By: anon (anon.delete@this.anon.com), February 2, 2013 5:49 pm
Room: Moderated Discussions
Patrick Chase (patrickjchase.delete@this.gmail.com) on February 2, 2013 9:42 am wrote:
> anon (anon.delete@this.anon.com) on February 2, 2013 5:04 am wrote:
> > Patrick Chase (patrickjchase.delete@this.gmail.com) on February 1, 2013 10:11 pm wrote:
> > > David suggested posting this to the forum. I think he has a few remarks of his own to add on this topic...
> > >
> > > I think that the statement that x86 takes 5-15% more area than RISC is a bit simplistic,
> > > because the penalty is highly variable depending on what performance level you're
> > > targeting and what sort of microarchitecture you have to use to get there.
> > >
> > > As a simple example, x86 is utterly noncompetitive at the area/performance/power levels of, say, a Cortex
> > > M1/M3/M4 or even an R4. We saw the same thing in the mid 80s (compare MIPS R3K to 80386 at similar area,
> > > or R3K to 80486 at similar performance) and we see it now in the low end of the embedded market. x86 has
> > > traditionally been forced to rely on microcode and to forego micropipelining (as opposed to functional unit
> > > level pipelining a la 80386) to hit such low area targets, and that kills performance.
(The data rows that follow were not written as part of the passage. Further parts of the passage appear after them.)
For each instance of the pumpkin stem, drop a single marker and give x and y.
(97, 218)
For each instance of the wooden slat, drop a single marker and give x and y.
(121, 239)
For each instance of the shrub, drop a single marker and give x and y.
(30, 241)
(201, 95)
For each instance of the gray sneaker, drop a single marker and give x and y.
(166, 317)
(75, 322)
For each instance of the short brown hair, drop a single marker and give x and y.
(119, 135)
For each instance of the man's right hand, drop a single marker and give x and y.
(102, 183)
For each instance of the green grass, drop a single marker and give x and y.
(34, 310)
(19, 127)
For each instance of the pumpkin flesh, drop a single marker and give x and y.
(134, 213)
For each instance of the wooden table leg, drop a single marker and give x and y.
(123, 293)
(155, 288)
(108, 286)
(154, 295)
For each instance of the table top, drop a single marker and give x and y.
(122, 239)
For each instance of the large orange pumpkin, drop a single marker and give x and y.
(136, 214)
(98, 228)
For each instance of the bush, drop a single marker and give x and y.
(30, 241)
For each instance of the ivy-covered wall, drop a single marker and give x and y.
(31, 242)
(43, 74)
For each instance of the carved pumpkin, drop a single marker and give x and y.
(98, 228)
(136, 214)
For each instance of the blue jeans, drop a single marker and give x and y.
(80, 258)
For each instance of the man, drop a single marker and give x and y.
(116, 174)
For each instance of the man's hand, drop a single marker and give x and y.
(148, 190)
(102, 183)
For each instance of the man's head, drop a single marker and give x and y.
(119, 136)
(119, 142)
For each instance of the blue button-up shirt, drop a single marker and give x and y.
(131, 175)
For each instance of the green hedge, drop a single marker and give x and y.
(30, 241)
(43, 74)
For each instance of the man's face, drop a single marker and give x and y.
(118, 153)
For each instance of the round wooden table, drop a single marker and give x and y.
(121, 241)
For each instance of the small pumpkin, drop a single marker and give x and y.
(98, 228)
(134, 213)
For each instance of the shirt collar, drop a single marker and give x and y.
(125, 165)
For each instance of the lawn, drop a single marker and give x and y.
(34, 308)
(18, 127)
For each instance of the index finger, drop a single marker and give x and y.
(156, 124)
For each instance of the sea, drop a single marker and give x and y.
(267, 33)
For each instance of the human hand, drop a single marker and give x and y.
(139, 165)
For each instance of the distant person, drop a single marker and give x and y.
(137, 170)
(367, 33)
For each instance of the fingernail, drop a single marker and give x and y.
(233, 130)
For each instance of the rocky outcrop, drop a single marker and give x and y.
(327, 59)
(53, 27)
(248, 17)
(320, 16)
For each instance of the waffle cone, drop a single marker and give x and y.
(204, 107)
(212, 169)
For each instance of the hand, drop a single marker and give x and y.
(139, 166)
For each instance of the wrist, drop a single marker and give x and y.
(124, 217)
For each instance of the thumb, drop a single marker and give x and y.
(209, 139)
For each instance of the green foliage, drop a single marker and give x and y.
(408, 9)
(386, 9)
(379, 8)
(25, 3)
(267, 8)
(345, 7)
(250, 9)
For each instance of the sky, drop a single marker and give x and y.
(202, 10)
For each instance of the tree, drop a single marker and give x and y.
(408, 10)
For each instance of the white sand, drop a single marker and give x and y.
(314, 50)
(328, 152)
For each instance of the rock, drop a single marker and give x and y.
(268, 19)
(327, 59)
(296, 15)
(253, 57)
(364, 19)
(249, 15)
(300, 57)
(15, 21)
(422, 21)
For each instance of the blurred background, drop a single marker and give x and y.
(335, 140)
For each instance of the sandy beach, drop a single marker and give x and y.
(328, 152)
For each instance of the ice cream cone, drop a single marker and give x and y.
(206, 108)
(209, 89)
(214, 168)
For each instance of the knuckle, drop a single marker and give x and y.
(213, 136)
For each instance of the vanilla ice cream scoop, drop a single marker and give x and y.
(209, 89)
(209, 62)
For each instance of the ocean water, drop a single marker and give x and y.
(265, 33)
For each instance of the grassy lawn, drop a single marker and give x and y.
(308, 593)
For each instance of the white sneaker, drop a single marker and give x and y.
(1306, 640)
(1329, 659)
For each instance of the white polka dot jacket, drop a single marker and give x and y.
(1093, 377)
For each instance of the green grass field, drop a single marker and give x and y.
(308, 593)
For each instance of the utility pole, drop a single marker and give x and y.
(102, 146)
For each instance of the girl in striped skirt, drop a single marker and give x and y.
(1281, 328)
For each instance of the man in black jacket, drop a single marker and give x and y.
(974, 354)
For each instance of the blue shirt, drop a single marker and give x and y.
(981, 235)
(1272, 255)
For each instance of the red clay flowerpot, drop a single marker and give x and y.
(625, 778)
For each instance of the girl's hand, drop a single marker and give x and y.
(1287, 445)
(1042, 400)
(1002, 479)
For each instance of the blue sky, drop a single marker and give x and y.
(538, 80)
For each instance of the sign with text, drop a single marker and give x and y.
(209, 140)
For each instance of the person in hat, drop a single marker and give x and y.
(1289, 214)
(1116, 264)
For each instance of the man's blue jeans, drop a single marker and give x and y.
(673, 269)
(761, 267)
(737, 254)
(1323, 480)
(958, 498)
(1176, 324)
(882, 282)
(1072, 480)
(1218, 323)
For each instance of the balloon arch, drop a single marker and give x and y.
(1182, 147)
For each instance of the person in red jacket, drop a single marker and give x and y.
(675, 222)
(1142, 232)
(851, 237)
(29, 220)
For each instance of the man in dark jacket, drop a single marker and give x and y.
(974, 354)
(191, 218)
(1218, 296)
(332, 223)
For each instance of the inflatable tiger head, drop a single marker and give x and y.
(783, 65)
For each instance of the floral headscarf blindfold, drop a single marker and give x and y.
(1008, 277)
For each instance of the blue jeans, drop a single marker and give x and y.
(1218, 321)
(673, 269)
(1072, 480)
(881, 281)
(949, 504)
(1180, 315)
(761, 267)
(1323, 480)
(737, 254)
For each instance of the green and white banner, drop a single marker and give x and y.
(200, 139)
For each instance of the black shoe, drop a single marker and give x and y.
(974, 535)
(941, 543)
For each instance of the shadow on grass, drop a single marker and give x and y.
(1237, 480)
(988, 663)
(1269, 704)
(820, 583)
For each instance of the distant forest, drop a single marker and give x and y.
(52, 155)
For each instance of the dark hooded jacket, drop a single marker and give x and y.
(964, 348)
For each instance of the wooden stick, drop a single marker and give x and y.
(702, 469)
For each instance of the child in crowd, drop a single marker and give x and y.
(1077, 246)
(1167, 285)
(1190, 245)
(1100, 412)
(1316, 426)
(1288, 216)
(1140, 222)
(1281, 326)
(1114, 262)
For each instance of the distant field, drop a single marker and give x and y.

RISCs win the area
> > > comparison by significant integer factors in that regime - It took Intel's million-transitor 80486 to catch
> > > up to an R3000 system (including caches and FPU) that totalled a few hundred thousand transistors.
> > >
> > > x86 starts to be marginally competitive once you get to dual-issue
> > > in-order superscalars (P5 vs. contemporaries
> > > in the late 80s; Atom vs. A8/A9 [*] today etc). The "x86 penalty" becomes fairly trivial once you get
> > > up to full-blown out-of-order Tomasulo machines and the like. We saw that with P6 vs. contemporaries,
> >
> > R10000 was introduced within a couple of months of PentiumPro.
> >
> > R10K was 4 way superscalar, 64-bit, OOOE, and excluding the larger L1
> > caches in the MIPS, the core was fewer transistors by the looks.
> >
> > On the sameish process (0.35) and date, 195MHz R10K was ~10% faster in
> > specint95 than the 200MHz PentiumPro, and ~50% faster in specfp95.
>
> Cache size has a huge impact on performance for many workloads. Architects make tradeoffs
> between core complexity and cache size all the time in order to optimize overall performance,
> and you therefore can't ignore caches when makiing comparisons. Area is area.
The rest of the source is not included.